The bylaw was the subject of a public hearing at councils July 3 meeting, where consultant Sharon Jensen, of Jensen Resort Planning, argued that the uses allowed under the proposed rezoning are not economically viable.
The land in question, Lot 3, was zoned for a recreational vehicle park in 1981. Zen applied to develop the RV park on the environmentally sensitive site this year after the municipality rejected a development proposal which included adjacent lands owned by Zen.
Zens property, Lot 3 and three adjacent parcels, totals 111 acres. His development proposal originally involved a mix of 16 single family lots and 47 townhouses, as well as 820 employee-restricted bed units. In turn, 67 per cent of the lands would be preserved. The proposal later evolved to include preservation of 80 per cent of the land, including all the wetlands, and reduced the number of single family lots.
The municipality countered with an offer to buy all of Zens land for $5.7 million. Several options involving the transfer of development rights to other pieces of land in the valley were also proposed.
Zen rejected the offers and then moved to develop his lands as current zoning allows: the RV park and three estate homes.
The municipality responded with the bylaws to downzone Lot 3 to a new Protected Area Network zoning. Under the proposed zoning the only permitted uses of the land would be for a conservation park, unsheltered eco-tourism uses or an unsheltered school providing instruction in eco-tourism or other nature-based programs.
Jensen argued that the limitations imposed in the proposed downzoning would not make any sort of tourism business viable.

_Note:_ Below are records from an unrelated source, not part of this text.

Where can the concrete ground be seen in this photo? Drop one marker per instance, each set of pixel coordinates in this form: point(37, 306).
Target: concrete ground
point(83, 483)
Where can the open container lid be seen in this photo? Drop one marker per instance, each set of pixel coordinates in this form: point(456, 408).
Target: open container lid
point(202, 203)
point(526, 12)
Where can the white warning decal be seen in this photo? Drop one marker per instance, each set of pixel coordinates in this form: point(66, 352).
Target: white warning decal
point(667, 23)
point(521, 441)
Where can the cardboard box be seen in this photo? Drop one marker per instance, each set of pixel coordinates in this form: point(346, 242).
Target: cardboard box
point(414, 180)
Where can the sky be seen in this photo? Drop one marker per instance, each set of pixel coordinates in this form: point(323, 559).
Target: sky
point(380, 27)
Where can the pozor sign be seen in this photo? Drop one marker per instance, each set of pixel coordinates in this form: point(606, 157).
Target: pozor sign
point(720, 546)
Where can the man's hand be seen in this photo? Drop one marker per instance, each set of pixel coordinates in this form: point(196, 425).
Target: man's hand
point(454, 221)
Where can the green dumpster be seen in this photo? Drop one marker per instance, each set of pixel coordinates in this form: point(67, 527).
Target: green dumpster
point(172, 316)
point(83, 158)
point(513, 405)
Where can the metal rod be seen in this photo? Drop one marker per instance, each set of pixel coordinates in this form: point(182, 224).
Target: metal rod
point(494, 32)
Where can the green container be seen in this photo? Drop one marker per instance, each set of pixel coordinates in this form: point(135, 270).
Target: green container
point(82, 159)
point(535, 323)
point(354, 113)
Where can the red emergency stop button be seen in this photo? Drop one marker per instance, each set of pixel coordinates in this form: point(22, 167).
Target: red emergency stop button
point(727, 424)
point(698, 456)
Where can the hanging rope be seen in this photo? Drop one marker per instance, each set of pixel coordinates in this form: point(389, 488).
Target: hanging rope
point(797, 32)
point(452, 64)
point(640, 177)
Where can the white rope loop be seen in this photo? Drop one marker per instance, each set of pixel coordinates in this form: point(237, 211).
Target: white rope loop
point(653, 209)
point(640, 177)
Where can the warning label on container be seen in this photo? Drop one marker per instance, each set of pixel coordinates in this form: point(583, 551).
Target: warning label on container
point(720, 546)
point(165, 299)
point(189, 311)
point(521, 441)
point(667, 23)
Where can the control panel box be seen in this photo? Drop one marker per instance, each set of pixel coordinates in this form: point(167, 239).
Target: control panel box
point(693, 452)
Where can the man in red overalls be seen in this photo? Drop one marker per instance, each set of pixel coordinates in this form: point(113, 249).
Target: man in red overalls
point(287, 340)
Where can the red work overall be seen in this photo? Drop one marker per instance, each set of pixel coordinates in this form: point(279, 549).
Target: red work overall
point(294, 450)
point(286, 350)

"Unless the municipality knows of examples, none of the uses listed in the PAN bylaw is economically viable," Jensen said at the public hearing.
The municipalitys move to downzone the property for environmental preservation is backed up by a Supreme Court decision. Last year the court upheld North Vancouvers downzoning of a piece of land for environmental preservation.
Eckhard Zeidler, representing the Association of Whistler Area Residents for the Environment, spoke in favour of the downzoning at the July 3 public hearing, saying any development of the land is inappropriate until a complete protected area network strategy is done. AWARE members reviewed and rejected Zens proposal last fall.